Когда пластинка доиграла, почесал подбородок.
— Это негр поет, да? — спросил я.
— Нет, — сказал он, — Эл Джолсон — он не негр, а русский еврей в Америке, Эл Джолсон красит лицо черным гримом и становится похож на негра, там это называется coonsinger; он поет о своем сыне, который умер маленьким. Папе эту пластинку подарил его брат Аарон. Дядя Аарон живет в Америке. В тридцатые годы он приезжал на месяц в Голландию и привез тогда отцу этот патефон и пластинку. Ты внимательно слушал? Он поет об ангелах, которым грустно и одиноко, поэтому они хотят, чтобы сыночек вернулся на небо. Очень печальная и очень красивая песня. Папа, я помню, как-то раз сказал… он сказал: «Санни, тебя мы ангелам не отдадим, пусть и не просят, — завтра поедем в Девентер на велосипеде».

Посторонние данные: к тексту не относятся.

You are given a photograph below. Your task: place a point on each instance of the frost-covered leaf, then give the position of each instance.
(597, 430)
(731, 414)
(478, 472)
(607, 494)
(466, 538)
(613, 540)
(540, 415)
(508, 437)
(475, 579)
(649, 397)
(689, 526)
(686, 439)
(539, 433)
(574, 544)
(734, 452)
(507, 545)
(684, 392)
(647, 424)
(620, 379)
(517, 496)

— На велосипеде в другой город?
— Да, на поезде он не любил, а он обязательно хотел провести этот день хорошо. Хочешь еще разок послушать?
— Хоть десять раз!
Зван засмеялся:
— Я еще никому не давал ее слушать, в смысле не своим.
— А я свой или не свой?
— Теперь уже свой, — сказал Зван.
Мы слушали пластинку с песней «Sonny Boy» еще раз двадцать. Он крутил ручку до полного изнеможения и два раза менял иглу.
Шагая по Ван Ваустрат, я думал о тете Фи. Я понятия не имел, который час и что меня ждет, а она-то наверняка знала. Я знал одно: еще не ночь, но, конечно, уже очень поздний вечер.

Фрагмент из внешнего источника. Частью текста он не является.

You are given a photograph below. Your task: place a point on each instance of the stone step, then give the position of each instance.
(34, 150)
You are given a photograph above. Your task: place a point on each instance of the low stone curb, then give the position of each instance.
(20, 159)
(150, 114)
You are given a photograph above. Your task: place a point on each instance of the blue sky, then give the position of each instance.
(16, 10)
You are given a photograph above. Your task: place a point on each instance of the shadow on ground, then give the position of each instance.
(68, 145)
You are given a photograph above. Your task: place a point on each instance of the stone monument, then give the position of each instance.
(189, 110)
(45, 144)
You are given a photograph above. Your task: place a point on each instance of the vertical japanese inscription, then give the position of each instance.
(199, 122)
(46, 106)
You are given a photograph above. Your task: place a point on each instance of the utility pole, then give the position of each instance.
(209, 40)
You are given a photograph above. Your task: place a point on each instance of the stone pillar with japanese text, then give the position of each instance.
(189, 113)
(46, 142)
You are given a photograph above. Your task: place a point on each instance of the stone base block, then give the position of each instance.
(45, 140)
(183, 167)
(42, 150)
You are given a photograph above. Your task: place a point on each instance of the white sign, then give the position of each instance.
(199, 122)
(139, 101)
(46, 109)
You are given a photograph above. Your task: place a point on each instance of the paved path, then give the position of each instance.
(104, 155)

Надеюсь, что она злится, надеюсь, будет ругать меня на чем свет стоит. Но боюсь, что будет иначе. Боюсь, она расплачется, едва я шмыгну носом.

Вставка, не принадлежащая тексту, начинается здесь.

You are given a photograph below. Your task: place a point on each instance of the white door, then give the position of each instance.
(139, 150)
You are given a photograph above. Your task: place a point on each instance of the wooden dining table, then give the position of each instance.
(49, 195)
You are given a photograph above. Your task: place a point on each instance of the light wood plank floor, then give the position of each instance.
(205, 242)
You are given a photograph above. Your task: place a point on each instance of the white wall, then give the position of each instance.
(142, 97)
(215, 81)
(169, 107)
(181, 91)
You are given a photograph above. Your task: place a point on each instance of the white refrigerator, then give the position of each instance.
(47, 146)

Тетя Фи не сердилась, она была очень огорчена.
— Не делай так больше, Томми, — сказала она, — я безумно волновалась, это нехорошо с твоей стороны, так ты плохо кончишь. Хочешь еще стакан горячего молока?
Я кивнул.
Она не дала мне оплеуху. Теперь ее огорчение будет сопровождать меня, когда я пойду в эту кошмарную комнату для гостей. От мамы мне всегда доставалось немало оплеух, у меня часто горели оба уха, что давало ощущение равновесия. Рассерженная мама лучше, чем огорченная тетя.
Внезапно тетя Фи от испуга прикрыла рот рукой.
— Малыш, — воскликнула она, — откуда у тебя этот свитер?
Тьфу ты, подумал я, совсем забыл его снять.
В маленькой боковой комнате брюссельской капустой, слава богу, не пахло. Лампочка над дверью светила тускло, читать было невозможно.
Я лег на раскладную кровать и вспомнил комнату Звана.
Здесь все было иначе. Линолеум с мраморным рисунком на полу весь растрескался, на стене висели эти чертовы натюрморты — при таком освещении они выглядели менее скучными; на одном из них была ваза с двумя ручками, а рядом с вазой лежали две груши — через полуопущенные веки мне показалось, что это два глаза и нос с гигантскими ноздрями, как будто жуткий великан наблюдал за мной: а ну засыпай!
Я лежал в этой странной кровати, а в ушах у меня непрерывно звучала песня «Sonny Boy».
Значит, в доме на Ветерингсханс я уже свой. Для папы я тоже свой, но какой мне от этого прок?
Как сильно Эл Джолсон любил своего сына! От этого хотелось плакать, но слезы были сладкие. Странно, раньше я эту песенку, кажется, никогда не слышал.
Я залез под одеяло с головой.
«Sonny Boy» все еще тихонько звучал у меня в голове, я лежал с открытыми глазами и думал про Ден Тексстрат. Я видел старика в подтяжках и мальчика, стучавшего себя по лбу.
Чем же эта улица такая особенная?
Я посмотрел на свитер. Он не слишком аккуратно висел на спинке стула. Носовой платок Бет я прижимал к губам.